Affective instability serves as a clinically useful screening or gate criterion for borderline personality disorder (BPD) in patients with major depressive disorder or bipolar disorder, according to the results of a study published in the Journal of Clinical Psychiatry.
Mark Zimmerman, MD, from the Department of Psychiatry and Human Behavior, Brown Medical School, and the Department of Psychiatry, Rhode Island Hospital, Providence, Rhode Island, and colleagues evaluated 3674 psychiatric outpatients from December 1995 to April 2014, using a semi-structured diagnostic interview based on the Diagnostic and Statistical Manual of Mental Disorders, Fourth Edition, for BPD. Patients came from 3 diagnostic groups: those with major depressive disorder, those with bipolar disorder, and all remaining patients.
Of the 9 BPD criteria used to evaluate patients, affective instability had the highest sensitivity and negative predictive value in all 3 diagnostic groups. Its sensitivity and negative predictive value were greater than 90%. In contrast, avoiding abandonment had a positive predictive value of more than 60%, the highest among the 9 criteria, whereas it had the lowest sensitivity, at 35%. Using fear of abandonment as the gate criterion would result in missing approximately two-thirds of patients with BPD.
The researchers maintain that more effective screening for BPD in patients with major depressive disorder or bipolar disorder is essential because BPD is associated with increased rates of suicide attempts and unemployment in both these diagnostic groups. They caution, however, that screening is not diagnosing, and that the positive predictive value of the affective instability criterion was below 50%, which is among the lowest of the 9 criteria. Most of those exhibiting this criterion were not ultimately diagnosed with BPD. However, they add that a clinician can feel highly confident in ruling out a diagnosis of BPD in the absence of affective instability.

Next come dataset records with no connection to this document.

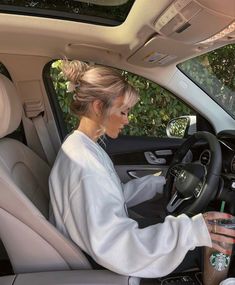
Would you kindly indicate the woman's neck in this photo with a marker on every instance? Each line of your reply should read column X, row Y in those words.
column 90, row 128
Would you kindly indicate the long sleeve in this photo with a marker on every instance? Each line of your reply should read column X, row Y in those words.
column 98, row 223
column 141, row 189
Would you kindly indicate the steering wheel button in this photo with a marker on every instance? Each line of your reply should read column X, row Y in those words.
column 233, row 185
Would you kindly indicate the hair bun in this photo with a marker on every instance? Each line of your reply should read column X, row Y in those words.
column 74, row 70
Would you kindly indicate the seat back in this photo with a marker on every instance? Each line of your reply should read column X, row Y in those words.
column 32, row 242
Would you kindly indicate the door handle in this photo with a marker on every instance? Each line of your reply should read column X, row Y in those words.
column 132, row 174
column 152, row 159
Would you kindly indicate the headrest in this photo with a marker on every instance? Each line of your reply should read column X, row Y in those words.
column 10, row 107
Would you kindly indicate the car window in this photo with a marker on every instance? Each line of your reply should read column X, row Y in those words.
column 214, row 72
column 150, row 116
column 108, row 13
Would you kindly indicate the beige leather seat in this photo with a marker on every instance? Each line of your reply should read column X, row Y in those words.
column 32, row 242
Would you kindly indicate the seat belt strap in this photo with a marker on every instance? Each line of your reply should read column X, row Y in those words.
column 44, row 138
column 34, row 111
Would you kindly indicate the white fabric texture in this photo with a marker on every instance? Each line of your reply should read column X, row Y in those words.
column 89, row 204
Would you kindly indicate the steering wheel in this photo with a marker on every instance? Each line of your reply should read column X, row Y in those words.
column 195, row 184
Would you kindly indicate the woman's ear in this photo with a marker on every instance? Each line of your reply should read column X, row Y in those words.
column 97, row 106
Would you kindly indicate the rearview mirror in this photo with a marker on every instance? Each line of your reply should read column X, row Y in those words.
column 181, row 127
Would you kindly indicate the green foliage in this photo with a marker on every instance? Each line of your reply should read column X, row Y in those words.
column 215, row 73
column 149, row 117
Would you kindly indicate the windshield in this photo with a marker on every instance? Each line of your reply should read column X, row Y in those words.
column 214, row 72
column 110, row 13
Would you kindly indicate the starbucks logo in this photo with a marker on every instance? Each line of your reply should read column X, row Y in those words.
column 219, row 261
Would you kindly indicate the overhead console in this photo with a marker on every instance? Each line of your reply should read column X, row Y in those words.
column 187, row 25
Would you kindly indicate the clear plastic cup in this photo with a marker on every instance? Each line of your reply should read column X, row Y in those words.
column 216, row 264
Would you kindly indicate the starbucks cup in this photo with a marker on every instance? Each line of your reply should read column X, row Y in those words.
column 216, row 264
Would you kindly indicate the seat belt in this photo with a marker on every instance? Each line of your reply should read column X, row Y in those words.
column 34, row 111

Researchers noted that the study was limited by a sample of patients who were predominantly white, female, and insured, all of whom presented to a single clinical practice for outpatient treatment.
Zimmerman M, Balling C, Dalrymple K, Chelminski I. Screening for borderline personality disorder in psychiatric outpatients with major depressive disorder and bipolar disorder. J Clin Psychiatry. 2019;80(1):18m12257.